Rev. Kpelle took participants through the inter-state agreement on elephant conservation in 12 ECOWAS countries including Ghana, Burkina Faso, and Cote d’Ivoire, which was signed in 2006 and seeks to always give the elephant the best of protection.
He explained that elephants from the Mole National Park in Ghana that moves into other parks become shared resources since at that moment the elephant becomes the property of the two protected areas and should be protected by both.
Mr Tiendrebeoga Kevin, Park Manager for the Nazinga Game Ranch in Burkina Faso, who spoke through an interpreter, said the meeting has made a lot of impact since ideas have been shared by the participants which will in the long run help in the proper and better management of the parks that they are managing.
The Manager of Ghana’s Mole National Park, Mr Ali Mahama, thanked the organisers of the programme and also indicated that the meeting has a lot of useful impact by making sure his counterparts from the various parks in other Burkina Faso and Cote d’Ivoire which are closer to Ghana are brought to share ideas together and taking through several educative presentations.

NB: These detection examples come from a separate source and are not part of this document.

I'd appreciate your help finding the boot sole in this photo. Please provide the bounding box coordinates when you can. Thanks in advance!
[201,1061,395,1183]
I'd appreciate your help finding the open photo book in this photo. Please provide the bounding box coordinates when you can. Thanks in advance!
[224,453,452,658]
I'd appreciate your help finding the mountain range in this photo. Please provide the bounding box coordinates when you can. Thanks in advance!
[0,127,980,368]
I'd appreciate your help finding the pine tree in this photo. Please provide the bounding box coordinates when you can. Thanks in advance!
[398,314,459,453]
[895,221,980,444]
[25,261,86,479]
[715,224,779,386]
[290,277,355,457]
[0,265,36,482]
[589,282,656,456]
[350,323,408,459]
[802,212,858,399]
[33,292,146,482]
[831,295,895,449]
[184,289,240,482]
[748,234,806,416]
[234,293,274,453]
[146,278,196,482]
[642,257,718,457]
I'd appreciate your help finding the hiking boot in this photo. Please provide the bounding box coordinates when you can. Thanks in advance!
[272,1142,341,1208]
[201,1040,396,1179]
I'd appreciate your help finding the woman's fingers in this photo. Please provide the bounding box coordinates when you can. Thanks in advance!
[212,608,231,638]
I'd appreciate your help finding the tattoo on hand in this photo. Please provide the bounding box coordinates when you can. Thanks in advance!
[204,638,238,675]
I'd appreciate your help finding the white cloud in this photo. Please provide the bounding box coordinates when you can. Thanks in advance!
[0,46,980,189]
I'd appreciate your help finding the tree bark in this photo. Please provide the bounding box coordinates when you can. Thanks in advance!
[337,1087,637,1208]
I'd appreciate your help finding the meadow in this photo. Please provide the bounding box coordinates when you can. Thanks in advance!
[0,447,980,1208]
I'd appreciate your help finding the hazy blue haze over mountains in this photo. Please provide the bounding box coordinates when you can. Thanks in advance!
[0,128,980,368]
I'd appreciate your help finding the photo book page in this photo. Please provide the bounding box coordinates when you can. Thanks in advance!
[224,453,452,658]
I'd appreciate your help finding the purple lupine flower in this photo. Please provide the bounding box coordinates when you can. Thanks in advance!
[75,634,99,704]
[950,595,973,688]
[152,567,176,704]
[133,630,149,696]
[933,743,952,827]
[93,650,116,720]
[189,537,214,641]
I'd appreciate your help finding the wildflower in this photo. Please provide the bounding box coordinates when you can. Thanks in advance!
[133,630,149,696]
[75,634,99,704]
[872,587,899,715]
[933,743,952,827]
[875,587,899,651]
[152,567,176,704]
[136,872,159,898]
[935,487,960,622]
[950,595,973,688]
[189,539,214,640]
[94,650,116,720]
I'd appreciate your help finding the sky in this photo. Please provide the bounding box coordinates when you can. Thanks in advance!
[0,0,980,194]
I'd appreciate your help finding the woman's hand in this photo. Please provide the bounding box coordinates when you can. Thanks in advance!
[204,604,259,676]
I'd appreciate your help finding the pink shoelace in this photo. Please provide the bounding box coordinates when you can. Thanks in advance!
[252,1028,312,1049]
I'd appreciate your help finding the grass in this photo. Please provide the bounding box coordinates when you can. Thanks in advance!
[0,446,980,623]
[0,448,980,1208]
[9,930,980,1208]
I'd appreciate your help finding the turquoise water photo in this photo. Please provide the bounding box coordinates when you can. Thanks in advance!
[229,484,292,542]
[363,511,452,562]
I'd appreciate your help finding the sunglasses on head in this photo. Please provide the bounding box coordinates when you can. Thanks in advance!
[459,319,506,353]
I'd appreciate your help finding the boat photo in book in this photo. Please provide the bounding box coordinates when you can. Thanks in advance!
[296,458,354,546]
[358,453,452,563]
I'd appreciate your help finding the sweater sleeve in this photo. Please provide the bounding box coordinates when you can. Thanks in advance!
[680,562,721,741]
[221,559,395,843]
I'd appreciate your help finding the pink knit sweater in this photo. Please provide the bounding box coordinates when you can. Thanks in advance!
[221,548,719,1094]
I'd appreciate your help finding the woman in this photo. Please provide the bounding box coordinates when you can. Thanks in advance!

The Savannah Integrated Biodiversity Conservation Initiative (SIBCI) was initiated by the Ghana Wildlife Society in collaboration with partners to support the implementation of Sustainable Management of the Mole National Park and peripheral areas, implemented under the auspices of the European Union’s PAPBio Programme which aims at sound management of large landscapes of high biodiversity value.
SIBCI has emerged as a priority in the context of rapid demographic growth, poverty, weak governance of natural resources, and increasingly frequent climate change, which are leading to the impoverishment of natural capital in Northern Ghana, including ecosystem services on which the Ghanaian population largely depend.